If yMp != xMp with 100% confidence files differ, if not an infinitesimal chance that the algorithm doesn't recognize it that they differ.

Answer 1

Use BigInteger, and its nextProbablePrime() method.

public static BigInteger randomPrime(int numBits) {
  BigInteger max = BigInteger.ONE.shiftLeft(numBits);
  BigInteger prime;
  do {
    BigInteger integer = new BigInteger(numBits, ThreadLocalRandom.current()); // Pick a random number between 0 and 2 ^ numbits - 1
    prime = integer.nextProbablePrime(); // Pick the next prime. Caution, it can exceed n^numbits, hence the loop
  } while(prime.compareTo(max) > 0);
  return prime;
}

An alternative would be to use the BigInteger​(int bitLength, int certainty, Random rnd) constructor, but it will find numbers with exactly bitLength bits, which is inconvenient because it doesn't go below n ^ (bitLength - 1).

Answer 2

The probability to find a prime number at x is 1/ln(x).
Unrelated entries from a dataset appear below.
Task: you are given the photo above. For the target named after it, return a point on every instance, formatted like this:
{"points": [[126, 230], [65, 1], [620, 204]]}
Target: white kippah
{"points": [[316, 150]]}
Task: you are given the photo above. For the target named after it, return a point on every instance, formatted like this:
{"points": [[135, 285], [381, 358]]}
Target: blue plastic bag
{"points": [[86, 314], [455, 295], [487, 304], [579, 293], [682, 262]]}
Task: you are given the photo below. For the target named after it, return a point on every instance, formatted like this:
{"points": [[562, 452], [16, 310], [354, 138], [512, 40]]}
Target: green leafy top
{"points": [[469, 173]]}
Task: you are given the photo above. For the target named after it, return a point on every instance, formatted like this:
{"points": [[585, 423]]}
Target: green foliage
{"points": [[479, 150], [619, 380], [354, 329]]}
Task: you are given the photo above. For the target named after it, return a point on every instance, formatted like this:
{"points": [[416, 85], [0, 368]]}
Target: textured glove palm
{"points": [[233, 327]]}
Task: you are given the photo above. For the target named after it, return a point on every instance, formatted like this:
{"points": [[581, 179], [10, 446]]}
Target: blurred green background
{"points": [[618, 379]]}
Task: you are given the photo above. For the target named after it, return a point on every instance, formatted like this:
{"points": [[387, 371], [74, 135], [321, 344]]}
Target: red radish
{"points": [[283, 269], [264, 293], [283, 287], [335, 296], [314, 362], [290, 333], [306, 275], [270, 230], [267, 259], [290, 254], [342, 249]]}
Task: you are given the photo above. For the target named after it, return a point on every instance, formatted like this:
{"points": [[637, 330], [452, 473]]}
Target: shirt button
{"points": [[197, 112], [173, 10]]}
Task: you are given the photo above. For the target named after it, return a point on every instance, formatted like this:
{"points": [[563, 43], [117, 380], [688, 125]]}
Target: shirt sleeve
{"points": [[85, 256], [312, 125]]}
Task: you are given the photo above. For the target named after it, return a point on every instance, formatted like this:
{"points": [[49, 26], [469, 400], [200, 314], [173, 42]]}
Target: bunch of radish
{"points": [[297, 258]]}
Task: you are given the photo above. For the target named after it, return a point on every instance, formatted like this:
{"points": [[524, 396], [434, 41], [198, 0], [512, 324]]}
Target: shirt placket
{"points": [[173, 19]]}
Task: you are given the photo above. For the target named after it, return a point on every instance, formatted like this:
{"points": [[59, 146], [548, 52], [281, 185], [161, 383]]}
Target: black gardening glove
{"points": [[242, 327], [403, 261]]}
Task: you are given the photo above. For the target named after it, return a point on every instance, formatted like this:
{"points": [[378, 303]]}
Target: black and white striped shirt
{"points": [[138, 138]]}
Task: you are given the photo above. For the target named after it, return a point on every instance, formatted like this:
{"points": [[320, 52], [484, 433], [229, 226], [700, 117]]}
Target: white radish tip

In your case, that's n² with n=10^32. So the likelyness is ln(10^64) or roughly 1/150. This means that you have to test an average of about 150 numbers until you find a prime.

I don't have Java available, but I can give you a result from Python, based on the PSW primality test. Credits go to @primo from Codegolf, especially this answer.

start = time()
n = next_prime((10**32)**2)
end = time()
print (n, " calcualted in ", end-start)

10000000000000000000000000000000000000000000000000000000000000057 calcualted in  0.00302 sec

So yes, it is possible in an efficient way at the same time.

The result is confirmed by Wolfram Alpha.